‘Project Woodland: Regulatory Review Report’, was published by the Department of Agriculture, Food and the Marine in June.
The report addresses challenges in implementing EU law in the Irish sector, as forestry is a key part of the EU Climate Policy and the Climate Action Plan in Ireland
Chair of IFO, Nicholas Sweetman, said that the IFO considers the review a missed opportunity.
“It was widely hoped that the review would provide some innovative and pragmatic solutions to the current bureaucratic quagmire that the Forest Service has mired itself and the forest industry in.”
He claimed that, while dramatic change is required in response to government climate and forestry policy, “all the review offers is caution and a little tweaking of the status quo”.

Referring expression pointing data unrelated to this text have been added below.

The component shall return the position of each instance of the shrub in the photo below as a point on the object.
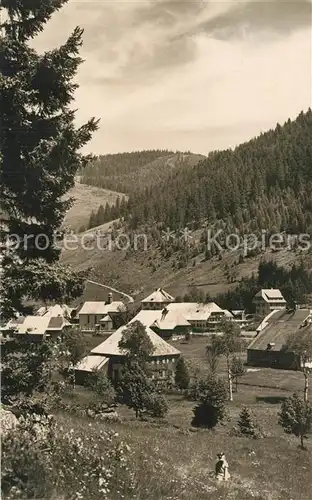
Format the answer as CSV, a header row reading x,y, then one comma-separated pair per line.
x,y
296,417
182,376
211,409
157,405
80,463
247,426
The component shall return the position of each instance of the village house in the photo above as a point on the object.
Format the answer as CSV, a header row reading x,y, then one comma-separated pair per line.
x,y
157,300
55,310
36,328
267,300
109,358
268,347
99,315
180,318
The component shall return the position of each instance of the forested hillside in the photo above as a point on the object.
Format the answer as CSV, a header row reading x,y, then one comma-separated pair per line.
x,y
126,172
264,183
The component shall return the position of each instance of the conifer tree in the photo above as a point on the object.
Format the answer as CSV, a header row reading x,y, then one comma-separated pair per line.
x,y
40,151
182,376
296,417
247,424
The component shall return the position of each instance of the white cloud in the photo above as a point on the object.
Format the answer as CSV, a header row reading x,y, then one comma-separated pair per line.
x,y
166,82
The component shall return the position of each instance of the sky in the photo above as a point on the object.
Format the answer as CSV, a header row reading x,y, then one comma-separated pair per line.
x,y
186,75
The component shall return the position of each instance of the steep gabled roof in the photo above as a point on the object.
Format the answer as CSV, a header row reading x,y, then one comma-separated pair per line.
x,y
110,346
280,326
271,294
159,295
100,307
34,325
91,362
57,323
56,310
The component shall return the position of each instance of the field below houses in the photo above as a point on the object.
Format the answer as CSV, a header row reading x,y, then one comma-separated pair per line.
x,y
172,460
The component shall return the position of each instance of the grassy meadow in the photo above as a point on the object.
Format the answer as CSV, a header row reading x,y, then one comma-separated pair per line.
x,y
172,460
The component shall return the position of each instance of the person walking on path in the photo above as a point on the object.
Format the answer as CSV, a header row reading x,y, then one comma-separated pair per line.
x,y
222,468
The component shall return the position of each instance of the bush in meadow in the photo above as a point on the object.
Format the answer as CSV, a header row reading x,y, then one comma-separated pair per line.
x,y
247,425
157,406
79,463
211,407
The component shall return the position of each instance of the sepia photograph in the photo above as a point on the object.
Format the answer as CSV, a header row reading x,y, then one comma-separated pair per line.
x,y
156,249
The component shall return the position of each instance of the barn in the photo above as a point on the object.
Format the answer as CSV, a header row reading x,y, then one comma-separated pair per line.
x,y
268,347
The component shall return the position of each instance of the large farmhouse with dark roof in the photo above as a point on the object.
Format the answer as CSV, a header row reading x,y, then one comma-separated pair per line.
x,y
108,357
268,347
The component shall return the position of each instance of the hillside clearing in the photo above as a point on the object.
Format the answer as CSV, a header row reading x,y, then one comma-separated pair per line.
x,y
87,198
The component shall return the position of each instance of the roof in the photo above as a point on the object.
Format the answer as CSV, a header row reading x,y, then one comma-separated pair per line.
x,y
100,307
159,295
58,323
36,325
280,325
193,311
170,321
110,346
179,314
271,294
106,318
265,321
56,310
91,362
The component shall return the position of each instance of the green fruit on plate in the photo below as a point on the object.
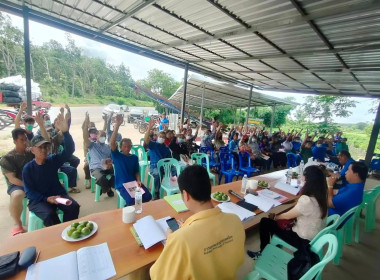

He added: “The review clearly involved a great deal of study of the current law at national and European level but the focus appears to have been on the justification of current approaches and practices, rather than a search for a way forward and practical solutions to the present problem.”
The IFO chair pointed out that some of the recommendations appear to be at variance with the data as researched.
Sweetman continued: “As an example, the review points out that in other EU countries ‘projects may also be filtered by project type, calibrated to reflect the anticipated level of technical assessment, public and prescribed body engagement, and complexity or risk involved’.
“There is clear evidence that this method is used effectively in other EU jurisdictions but there is no clear recommendation in the review that it be adopted here. Indeed, there appears to be a clear recommendation that ‘thinning’ should continue to require a licence.
“As a second confusing example, the review recommends statutory time periods for each stage of the licensing process but then illogically recommends no overall default time period, which clearly mirrors the current problematic system,” he added.
IFO has said that without a default position, there is effectively no time limit.
“Even if a default position has to involve a refusal under environmental law, it is preferable to no decision,” Sweetman stated.
“Another strange outcome of the review is that while concluding that there is no legal basis for the 15km Appropriate Assessment [AA] screening radius, it bizarrely recommends the retention of that radius on the basis that it does not involve much extra processing time.”
Sweetman acknowledged that there are recommendations in the review, which, if implemented, will improve matters somewhat.
However, he concluded that “the overriding impression among IFO members is that the ‘precautionary principle’ has been taken to an extreme and a “chance for radical reform of a failed system has been lost”.
“There remains a clear mismatch between policy ambition and regulatory overreach,” he concluded.